1. Figure Out What the Heck You Want
Set goals. Like, actual goals. Not vague “we wanna grow” stuff. Where are you aiming? What’s the finish line? Pick the channels that make sense for your crowd. Fun fact: email marketing still slaps, with $42 back for every $1 thrown in. (Sure, we’re all about euros here, but the math checks out.)
Watch your numbers, adjust fast, and don’t get sentimental about stuff that isn’t working. That’s how you grow, not just survive.
2. Spend Smart, Not Dumb
Let’s be real, Google and Facebook would love nothing more than for you to just throw money at every possible channel and hope for the best. But, nah. You gotta be picky. More isn’t always better, sometimes it’s just… more. Don’t try to be everywhere at once. It’s exhausting and, honestly, pointless.
Laser in on the platforms your people actually use. Don’t throw cash at TikTok if your audience is all on LinkedIn. And don’t put all your eggs in one basket either. Spread your bets: paid ads, SEO, some spicy social posts. Keep it interesting, keep it moving.
3. Let the Numbers Boss You Around
Here’s the ugly truth—your gut feeling is probably wrong. Data is king. If you’re not tracking what’s going on, you’re basically driving blindfolded. Dan Zarrella nailed it: “Marketing without data is like driving with your eyes closed.” You wouldn’t do that on the highway, so why do it with your business?
A quick geeky aside: “Digital marketing” wasn’t even a thing before the ‘90s. Now, if you don’t know your numbers, you’re basically throwing darts in the dark and hoping you hit something other than your own foot. Use analytics. Watch your KPIs. If something’s working, double down. If it’s not, bail out fast. Tweaking your strategy based on real data is the cheat code for ROI.
Get clear on what you want, spend where it counts, and let the stats guide the way. That’s how you stop your marketing ship from springing a leak—and actually get somewhere worth going.
4. Focus on what actually works.
Here’s the thing: not all channels are created equally. Pumping money into your best channels is like putting your chips on the winning horse. Franklin was onto something with that “investment in knowledge” quote. Adobe even found that brands focusing on top channels see a 28% better ROI.
Frequently Asked Questions (FAQs)
1. How should I split up my digital marketing money?

Don’t just throw cash at everything. Start with channels that give you the most juice for the squeeze—SEO, Google Ads, email. Test small, see what works, then double down. Track your customer acquisition cost (CAC) and put your money where that number’s lowest. Find the sweet spot between quick wins and long-term brand-building—don’t ignore the boring stuff that pays off later.
2. What amount of revenue should actually go to digital marketing?
The usual playbook says 7–12% of gross revenue for marketing.

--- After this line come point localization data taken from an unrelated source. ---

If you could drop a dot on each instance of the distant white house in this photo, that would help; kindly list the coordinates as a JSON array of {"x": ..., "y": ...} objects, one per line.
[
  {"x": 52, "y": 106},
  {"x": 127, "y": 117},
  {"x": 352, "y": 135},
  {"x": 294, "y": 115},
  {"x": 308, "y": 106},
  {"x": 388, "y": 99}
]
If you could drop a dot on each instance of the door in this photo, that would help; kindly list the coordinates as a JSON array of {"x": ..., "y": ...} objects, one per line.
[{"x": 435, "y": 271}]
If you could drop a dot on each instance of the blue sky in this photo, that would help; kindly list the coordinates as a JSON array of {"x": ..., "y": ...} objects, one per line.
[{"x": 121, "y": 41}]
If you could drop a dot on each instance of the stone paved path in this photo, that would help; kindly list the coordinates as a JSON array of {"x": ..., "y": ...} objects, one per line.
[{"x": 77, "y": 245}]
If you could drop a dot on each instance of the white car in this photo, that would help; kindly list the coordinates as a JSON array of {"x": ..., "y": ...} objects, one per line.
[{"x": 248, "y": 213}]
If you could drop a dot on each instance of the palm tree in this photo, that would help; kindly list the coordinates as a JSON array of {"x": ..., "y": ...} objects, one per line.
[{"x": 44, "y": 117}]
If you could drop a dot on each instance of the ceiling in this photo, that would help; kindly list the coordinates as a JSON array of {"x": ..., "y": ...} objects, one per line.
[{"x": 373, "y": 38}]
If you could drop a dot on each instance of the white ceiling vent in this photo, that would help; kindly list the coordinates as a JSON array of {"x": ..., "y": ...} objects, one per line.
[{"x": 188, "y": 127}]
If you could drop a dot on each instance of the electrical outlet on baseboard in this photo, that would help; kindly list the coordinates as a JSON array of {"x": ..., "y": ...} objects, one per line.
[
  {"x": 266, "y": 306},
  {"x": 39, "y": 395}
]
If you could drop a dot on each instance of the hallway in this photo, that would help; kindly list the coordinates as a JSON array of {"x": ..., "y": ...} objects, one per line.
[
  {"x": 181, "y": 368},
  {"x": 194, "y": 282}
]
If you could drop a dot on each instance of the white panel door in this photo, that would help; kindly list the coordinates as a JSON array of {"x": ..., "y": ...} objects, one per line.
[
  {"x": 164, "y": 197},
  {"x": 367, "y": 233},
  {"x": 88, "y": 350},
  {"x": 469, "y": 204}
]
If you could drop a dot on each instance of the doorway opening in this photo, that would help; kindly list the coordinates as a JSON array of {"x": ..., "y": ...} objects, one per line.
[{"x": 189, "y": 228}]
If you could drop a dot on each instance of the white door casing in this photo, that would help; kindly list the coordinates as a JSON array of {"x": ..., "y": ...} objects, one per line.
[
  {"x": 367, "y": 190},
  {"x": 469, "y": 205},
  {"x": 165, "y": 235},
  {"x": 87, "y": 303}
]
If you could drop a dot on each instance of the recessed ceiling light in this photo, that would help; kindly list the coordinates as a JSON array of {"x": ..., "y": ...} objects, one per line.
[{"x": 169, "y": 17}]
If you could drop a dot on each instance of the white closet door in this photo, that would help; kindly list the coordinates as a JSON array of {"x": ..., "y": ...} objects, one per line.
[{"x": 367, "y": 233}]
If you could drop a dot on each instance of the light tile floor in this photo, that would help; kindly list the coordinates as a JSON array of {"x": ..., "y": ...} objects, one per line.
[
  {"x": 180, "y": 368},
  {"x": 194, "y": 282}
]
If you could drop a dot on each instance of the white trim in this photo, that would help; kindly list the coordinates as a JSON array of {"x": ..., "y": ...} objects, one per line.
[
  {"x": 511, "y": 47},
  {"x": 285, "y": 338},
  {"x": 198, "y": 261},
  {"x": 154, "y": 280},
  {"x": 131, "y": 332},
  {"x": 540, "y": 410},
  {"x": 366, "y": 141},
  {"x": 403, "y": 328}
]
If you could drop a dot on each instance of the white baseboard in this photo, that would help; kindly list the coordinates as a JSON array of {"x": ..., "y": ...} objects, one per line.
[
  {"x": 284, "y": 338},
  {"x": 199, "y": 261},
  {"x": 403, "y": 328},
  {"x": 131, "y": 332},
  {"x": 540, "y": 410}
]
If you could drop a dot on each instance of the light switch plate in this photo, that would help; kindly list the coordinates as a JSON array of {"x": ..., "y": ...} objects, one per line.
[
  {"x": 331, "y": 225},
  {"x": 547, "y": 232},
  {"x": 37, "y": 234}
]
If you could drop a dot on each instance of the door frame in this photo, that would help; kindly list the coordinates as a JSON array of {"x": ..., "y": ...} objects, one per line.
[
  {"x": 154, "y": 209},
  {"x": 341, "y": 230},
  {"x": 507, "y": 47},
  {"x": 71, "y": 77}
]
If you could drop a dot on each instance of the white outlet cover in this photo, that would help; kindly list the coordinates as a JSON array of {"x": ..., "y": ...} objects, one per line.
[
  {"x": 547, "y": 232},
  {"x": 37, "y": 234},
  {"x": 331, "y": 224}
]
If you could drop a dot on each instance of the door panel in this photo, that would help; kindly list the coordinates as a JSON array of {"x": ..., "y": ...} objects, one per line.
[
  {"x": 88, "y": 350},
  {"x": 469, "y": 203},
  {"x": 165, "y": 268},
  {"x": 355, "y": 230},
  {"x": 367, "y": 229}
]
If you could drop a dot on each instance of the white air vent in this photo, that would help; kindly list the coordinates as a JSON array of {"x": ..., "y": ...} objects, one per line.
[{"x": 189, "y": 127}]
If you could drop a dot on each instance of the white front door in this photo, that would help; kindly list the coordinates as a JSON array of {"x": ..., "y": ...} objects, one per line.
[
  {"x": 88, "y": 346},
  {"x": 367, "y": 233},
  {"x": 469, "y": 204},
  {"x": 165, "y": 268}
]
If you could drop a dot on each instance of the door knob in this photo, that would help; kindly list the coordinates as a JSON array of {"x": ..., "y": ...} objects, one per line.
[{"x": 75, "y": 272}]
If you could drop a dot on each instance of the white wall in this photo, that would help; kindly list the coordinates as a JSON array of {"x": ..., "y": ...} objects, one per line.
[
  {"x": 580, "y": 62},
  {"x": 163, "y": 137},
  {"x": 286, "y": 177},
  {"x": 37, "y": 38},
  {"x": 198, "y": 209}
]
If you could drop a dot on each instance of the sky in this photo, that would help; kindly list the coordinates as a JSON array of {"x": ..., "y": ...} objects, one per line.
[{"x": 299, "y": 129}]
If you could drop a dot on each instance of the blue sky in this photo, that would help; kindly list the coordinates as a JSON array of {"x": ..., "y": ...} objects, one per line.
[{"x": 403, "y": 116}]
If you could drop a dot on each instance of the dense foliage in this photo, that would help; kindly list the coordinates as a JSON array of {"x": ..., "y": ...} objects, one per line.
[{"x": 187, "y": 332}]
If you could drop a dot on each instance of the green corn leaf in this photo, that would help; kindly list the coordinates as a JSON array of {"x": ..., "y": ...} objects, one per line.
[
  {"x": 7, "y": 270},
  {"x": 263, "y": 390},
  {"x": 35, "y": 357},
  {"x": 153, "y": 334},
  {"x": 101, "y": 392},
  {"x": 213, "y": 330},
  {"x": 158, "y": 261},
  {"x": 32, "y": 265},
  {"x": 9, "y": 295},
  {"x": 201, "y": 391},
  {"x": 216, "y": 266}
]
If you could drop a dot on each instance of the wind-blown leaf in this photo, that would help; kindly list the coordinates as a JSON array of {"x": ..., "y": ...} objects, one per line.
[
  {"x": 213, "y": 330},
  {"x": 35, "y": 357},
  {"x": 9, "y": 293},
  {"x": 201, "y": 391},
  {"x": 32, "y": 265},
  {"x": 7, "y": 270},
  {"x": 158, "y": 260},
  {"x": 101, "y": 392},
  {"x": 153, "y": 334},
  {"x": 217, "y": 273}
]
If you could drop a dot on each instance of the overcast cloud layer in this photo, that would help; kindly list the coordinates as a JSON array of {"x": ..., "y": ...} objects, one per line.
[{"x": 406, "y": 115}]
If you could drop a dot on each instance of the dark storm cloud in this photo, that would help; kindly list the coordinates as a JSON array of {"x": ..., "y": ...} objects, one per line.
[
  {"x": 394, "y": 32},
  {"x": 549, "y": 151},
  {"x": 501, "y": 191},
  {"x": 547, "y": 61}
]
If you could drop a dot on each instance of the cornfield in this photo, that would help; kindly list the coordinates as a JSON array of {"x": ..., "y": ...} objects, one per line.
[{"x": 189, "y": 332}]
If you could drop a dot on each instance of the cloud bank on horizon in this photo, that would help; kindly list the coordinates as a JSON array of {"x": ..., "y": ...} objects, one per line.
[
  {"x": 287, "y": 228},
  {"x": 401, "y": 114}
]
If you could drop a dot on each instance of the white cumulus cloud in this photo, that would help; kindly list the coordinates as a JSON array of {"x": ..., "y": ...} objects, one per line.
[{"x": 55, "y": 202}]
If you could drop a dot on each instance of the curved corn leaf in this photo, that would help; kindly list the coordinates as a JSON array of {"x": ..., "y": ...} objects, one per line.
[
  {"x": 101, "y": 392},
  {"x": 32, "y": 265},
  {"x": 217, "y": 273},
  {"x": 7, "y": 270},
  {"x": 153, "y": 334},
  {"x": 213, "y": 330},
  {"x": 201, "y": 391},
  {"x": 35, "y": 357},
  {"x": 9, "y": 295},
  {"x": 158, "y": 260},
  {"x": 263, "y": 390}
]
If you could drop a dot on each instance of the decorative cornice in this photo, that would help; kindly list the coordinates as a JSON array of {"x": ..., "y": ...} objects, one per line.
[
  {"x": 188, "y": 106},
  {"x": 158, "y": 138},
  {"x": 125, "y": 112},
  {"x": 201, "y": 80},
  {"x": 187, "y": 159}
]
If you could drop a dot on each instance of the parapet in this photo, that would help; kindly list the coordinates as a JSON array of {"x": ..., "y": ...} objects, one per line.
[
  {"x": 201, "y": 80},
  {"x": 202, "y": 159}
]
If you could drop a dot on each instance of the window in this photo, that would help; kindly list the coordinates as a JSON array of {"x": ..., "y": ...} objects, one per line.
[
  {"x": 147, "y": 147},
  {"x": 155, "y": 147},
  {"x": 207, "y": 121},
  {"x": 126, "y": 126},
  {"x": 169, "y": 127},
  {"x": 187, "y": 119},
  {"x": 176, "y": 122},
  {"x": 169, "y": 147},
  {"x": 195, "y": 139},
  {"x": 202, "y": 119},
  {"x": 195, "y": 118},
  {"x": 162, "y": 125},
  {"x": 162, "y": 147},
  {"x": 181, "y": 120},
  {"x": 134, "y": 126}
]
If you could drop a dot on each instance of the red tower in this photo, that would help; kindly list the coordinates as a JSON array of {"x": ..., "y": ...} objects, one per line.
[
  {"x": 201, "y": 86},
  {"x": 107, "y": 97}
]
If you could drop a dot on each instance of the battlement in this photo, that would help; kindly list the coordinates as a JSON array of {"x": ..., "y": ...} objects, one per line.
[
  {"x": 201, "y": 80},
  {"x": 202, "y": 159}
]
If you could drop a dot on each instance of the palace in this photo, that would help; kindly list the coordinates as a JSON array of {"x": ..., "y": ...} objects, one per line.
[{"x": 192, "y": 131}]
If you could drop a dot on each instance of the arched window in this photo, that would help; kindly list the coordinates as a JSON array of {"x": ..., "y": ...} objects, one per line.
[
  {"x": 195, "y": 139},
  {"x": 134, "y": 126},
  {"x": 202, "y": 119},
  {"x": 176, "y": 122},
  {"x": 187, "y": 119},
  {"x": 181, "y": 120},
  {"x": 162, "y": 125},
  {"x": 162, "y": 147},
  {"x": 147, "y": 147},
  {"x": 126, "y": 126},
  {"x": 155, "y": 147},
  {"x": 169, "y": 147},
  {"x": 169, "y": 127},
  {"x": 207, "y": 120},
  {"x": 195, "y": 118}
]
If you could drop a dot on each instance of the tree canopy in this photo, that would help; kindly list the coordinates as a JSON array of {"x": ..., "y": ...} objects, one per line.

At least half of that should be digital, but hey, if you’re a startup or looking to grow fast, you might wanna push even harder.
3. How do I stop burning cash on useless digital marketing?
Set clear goals and KPIs—know what winning even looks like. Use analytics (Google Analytics, whatever floats your boat) to track what’s actually working, and kill anything that’s just eating money. Automate stuff where you can—PPC bidding, email drips, etc. And don’t be afraid to outsource the one-off projects. Agencies and freelancers are way cheaper than full-time hires for niche stuff.